Tennessee fans might want to rethink Mike Leach: Don’t get me wrong. I like to watch Leach’s Texas Tech teams play. And the Red Raiders have had a wonderful season. But Saturday night at Oklahoma it was time to play big boy football on the road and the Sooners destroyed Texas Tech 65-21. Understand that in the SEC you have to play three or four of these types of games every season. These are physical football games where finesse tends to get overwhelmed by brute strength. Alabama will be that kind of team as long as Nick Saban is there. Leach is a good coach but not a fit for Tennessee or the SEC.

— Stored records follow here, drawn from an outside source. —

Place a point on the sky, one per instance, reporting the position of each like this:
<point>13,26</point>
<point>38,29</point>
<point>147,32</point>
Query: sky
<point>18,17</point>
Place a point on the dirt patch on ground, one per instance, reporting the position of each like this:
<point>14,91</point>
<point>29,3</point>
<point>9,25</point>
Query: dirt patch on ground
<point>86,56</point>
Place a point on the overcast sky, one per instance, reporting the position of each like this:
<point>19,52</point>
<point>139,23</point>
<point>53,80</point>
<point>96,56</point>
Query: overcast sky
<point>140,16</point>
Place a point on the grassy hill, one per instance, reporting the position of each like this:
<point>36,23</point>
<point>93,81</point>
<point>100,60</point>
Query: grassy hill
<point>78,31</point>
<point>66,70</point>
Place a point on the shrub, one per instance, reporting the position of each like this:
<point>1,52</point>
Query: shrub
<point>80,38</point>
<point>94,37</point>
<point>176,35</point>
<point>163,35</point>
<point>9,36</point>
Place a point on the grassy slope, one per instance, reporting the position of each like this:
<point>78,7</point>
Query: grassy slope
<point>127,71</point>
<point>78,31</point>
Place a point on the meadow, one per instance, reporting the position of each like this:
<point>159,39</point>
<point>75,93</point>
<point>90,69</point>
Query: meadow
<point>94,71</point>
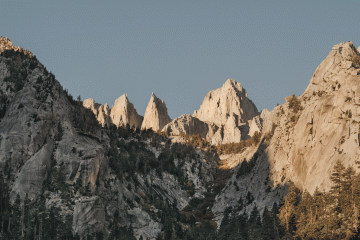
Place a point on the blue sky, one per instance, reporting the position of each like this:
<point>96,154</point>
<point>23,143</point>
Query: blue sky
<point>180,50</point>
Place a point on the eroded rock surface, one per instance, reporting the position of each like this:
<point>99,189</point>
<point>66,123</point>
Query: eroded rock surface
<point>156,116</point>
<point>190,125</point>
<point>123,113</point>
<point>304,137</point>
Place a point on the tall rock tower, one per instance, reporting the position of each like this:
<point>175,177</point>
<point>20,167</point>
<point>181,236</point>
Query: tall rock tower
<point>156,116</point>
<point>230,109</point>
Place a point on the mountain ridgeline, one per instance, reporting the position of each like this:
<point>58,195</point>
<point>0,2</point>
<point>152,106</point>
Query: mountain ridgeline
<point>73,169</point>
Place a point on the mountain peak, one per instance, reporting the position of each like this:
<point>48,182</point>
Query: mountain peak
<point>156,115</point>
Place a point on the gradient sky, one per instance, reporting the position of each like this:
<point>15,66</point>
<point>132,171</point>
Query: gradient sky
<point>180,50</point>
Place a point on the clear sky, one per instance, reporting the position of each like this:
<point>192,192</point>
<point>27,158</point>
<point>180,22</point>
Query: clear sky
<point>180,50</point>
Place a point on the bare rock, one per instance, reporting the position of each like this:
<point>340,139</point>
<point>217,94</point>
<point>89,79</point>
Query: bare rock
<point>100,111</point>
<point>304,145</point>
<point>123,113</point>
<point>230,109</point>
<point>190,125</point>
<point>89,216</point>
<point>6,44</point>
<point>156,116</point>
<point>229,100</point>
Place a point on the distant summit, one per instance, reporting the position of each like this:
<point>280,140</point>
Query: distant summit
<point>6,44</point>
<point>121,113</point>
<point>156,115</point>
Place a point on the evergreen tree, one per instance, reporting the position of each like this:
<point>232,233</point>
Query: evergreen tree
<point>254,224</point>
<point>288,210</point>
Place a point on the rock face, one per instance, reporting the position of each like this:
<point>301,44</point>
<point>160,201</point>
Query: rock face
<point>228,101</point>
<point>6,44</point>
<point>100,111</point>
<point>230,109</point>
<point>89,216</point>
<point>52,146</point>
<point>123,112</point>
<point>306,141</point>
<point>190,125</point>
<point>156,116</point>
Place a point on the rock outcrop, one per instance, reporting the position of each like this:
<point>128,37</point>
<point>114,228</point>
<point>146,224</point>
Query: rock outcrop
<point>304,137</point>
<point>229,100</point>
<point>100,111</point>
<point>123,113</point>
<point>6,44</point>
<point>231,110</point>
<point>190,125</point>
<point>156,116</point>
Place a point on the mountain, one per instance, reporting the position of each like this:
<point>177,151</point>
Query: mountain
<point>78,178</point>
<point>231,110</point>
<point>123,113</point>
<point>303,138</point>
<point>100,111</point>
<point>80,170</point>
<point>120,114</point>
<point>156,116</point>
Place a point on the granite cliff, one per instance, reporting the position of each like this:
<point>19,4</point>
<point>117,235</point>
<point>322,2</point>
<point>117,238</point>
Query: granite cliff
<point>105,180</point>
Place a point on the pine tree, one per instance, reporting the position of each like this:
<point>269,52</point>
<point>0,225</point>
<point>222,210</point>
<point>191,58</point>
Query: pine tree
<point>255,224</point>
<point>268,231</point>
<point>288,209</point>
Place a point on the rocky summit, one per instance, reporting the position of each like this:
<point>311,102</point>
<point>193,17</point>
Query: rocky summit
<point>123,113</point>
<point>156,116</point>
<point>72,169</point>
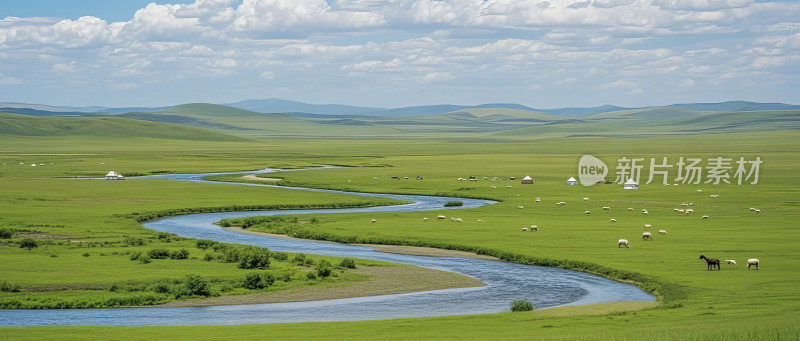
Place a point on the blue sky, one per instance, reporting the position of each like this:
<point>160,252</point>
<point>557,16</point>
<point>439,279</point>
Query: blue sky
<point>545,54</point>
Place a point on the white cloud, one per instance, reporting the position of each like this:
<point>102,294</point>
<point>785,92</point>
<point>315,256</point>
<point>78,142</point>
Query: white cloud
<point>433,77</point>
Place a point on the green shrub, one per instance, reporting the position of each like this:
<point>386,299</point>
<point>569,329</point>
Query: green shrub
<point>158,253</point>
<point>348,263</point>
<point>134,241</point>
<point>324,268</point>
<point>257,280</point>
<point>205,243</point>
<point>28,243</point>
<point>195,285</point>
<point>179,254</point>
<point>144,259</point>
<point>521,305</point>
<point>9,287</point>
<point>254,259</point>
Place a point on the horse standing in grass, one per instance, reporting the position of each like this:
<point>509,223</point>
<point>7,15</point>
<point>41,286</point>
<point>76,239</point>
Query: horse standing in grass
<point>711,262</point>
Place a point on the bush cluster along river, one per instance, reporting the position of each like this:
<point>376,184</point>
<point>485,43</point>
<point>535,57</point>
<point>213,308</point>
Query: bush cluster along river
<point>505,282</point>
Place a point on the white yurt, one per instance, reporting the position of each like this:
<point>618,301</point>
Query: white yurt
<point>112,175</point>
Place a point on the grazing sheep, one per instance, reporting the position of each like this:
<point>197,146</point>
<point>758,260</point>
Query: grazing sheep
<point>752,261</point>
<point>712,262</point>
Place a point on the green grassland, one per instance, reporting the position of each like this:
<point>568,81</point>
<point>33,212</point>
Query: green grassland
<point>731,304</point>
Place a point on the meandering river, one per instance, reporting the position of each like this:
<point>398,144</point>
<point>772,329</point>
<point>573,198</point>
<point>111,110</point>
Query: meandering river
<point>505,282</point>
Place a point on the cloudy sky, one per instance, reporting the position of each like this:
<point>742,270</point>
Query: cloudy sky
<point>393,53</point>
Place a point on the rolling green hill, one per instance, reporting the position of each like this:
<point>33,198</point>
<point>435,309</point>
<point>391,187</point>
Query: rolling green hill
<point>112,127</point>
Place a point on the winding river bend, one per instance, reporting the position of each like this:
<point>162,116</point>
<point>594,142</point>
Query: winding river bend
<point>505,282</point>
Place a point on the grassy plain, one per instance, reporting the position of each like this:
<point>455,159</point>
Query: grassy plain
<point>731,304</point>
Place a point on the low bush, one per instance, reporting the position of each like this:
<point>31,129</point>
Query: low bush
<point>257,281</point>
<point>324,268</point>
<point>158,253</point>
<point>454,204</point>
<point>348,263</point>
<point>521,305</point>
<point>196,285</point>
<point>179,254</point>
<point>9,287</point>
<point>28,243</point>
<point>6,233</point>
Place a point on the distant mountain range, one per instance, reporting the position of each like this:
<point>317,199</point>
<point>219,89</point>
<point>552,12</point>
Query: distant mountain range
<point>300,109</point>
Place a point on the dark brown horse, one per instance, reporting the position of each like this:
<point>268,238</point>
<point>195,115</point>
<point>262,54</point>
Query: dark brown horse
<point>711,262</point>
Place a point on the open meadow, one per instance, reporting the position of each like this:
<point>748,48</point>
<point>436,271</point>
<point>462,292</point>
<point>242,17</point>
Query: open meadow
<point>71,218</point>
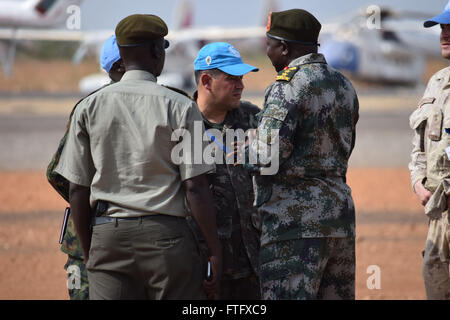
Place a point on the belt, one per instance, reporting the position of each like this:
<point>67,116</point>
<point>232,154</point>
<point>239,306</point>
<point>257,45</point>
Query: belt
<point>106,219</point>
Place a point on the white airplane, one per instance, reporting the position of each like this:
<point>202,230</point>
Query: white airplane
<point>369,54</point>
<point>391,50</point>
<point>34,13</point>
<point>25,20</point>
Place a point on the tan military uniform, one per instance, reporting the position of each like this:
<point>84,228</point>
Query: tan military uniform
<point>431,164</point>
<point>120,145</point>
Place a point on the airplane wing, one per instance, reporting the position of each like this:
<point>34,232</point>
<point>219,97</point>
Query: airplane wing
<point>41,34</point>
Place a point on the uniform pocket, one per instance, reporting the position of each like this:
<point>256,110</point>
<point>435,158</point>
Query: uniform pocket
<point>271,123</point>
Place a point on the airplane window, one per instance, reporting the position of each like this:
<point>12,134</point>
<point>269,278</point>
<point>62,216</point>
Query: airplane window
<point>389,35</point>
<point>44,5</point>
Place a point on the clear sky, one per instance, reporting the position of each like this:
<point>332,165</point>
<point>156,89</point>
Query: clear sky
<point>104,14</point>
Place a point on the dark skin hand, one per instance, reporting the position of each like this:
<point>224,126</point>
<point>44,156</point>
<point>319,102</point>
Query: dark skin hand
<point>80,210</point>
<point>200,200</point>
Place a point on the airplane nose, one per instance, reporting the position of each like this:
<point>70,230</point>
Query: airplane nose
<point>340,55</point>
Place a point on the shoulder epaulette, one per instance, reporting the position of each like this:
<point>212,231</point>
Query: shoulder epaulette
<point>178,91</point>
<point>286,74</point>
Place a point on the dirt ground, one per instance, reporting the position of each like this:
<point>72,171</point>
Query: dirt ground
<point>391,232</point>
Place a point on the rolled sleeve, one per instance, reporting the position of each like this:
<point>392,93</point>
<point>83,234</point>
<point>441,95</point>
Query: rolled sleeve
<point>76,163</point>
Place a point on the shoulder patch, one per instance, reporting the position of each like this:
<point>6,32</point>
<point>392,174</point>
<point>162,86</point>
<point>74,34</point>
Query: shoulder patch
<point>286,74</point>
<point>428,100</point>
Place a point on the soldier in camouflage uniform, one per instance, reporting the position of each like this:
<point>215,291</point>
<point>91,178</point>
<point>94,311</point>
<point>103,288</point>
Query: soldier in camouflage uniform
<point>79,287</point>
<point>430,168</point>
<point>218,71</point>
<point>308,215</point>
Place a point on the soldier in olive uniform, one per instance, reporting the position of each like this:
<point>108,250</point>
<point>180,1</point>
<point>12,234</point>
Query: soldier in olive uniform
<point>118,159</point>
<point>111,62</point>
<point>308,216</point>
<point>430,168</point>
<point>218,71</point>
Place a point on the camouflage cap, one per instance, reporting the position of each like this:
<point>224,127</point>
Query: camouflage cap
<point>138,29</point>
<point>295,25</point>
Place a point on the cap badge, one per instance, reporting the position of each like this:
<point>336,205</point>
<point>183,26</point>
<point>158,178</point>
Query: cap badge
<point>234,52</point>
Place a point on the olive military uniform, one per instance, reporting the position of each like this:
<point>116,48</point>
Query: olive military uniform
<point>119,145</point>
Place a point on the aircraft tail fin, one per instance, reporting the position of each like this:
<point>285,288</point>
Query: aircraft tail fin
<point>43,6</point>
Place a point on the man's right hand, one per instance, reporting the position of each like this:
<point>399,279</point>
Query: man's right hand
<point>423,194</point>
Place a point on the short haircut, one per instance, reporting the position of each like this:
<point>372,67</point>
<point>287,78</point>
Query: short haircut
<point>212,72</point>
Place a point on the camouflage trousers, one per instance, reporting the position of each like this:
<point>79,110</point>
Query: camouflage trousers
<point>308,268</point>
<point>77,279</point>
<point>435,268</point>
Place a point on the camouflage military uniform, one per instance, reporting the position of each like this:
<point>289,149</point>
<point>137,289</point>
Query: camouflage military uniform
<point>237,220</point>
<point>431,165</point>
<point>308,229</point>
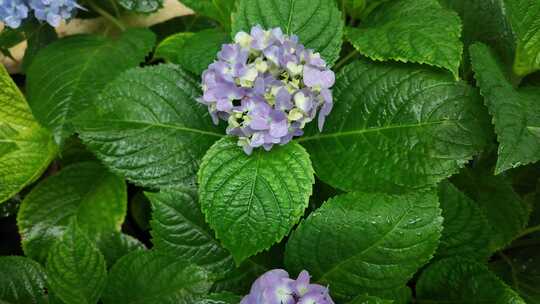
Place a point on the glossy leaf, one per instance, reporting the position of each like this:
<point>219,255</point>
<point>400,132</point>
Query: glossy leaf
<point>76,269</point>
<point>26,148</point>
<point>466,230</point>
<point>141,6</point>
<point>396,127</point>
<point>506,213</point>
<point>148,127</point>
<point>411,31</point>
<point>219,10</point>
<point>458,280</point>
<point>22,281</point>
<point>220,298</point>
<point>366,243</point>
<point>521,271</point>
<point>192,51</point>
<point>252,201</point>
<point>87,191</point>
<point>179,229</point>
<point>317,23</point>
<point>62,83</point>
<point>115,245</point>
<point>524,16</point>
<point>151,277</point>
<point>513,111</point>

I don't know where to begin with this. Maybe with the fact that Oklahoma apparently plays big boy football this year, but not last year when the Red Raiders beat them. And Oklahoma plays big boy football, but Texas does not. And there's no acknowledgment that maybe Leach has accomplished something by getting good, but not great talent to 11-1, or that Leach might be able to accomplish really big things if he had Tennessee talent instead of Texas Tech talent. And wasn't brute strength supposed to overwhelm finesse and prevent Urban Meyer's offense from succeeding in the SEC? If Mike Leach isn't a fit for the SEC, then that's an indictment of the SEC. Barnhart is one of the best college football writers out there, but he occasionally lets loose a bad General Neyland impression. He ends up sounding like the Japanese generals in World War II who swore that Japan did not need to develop radar because their eyes could see just fine.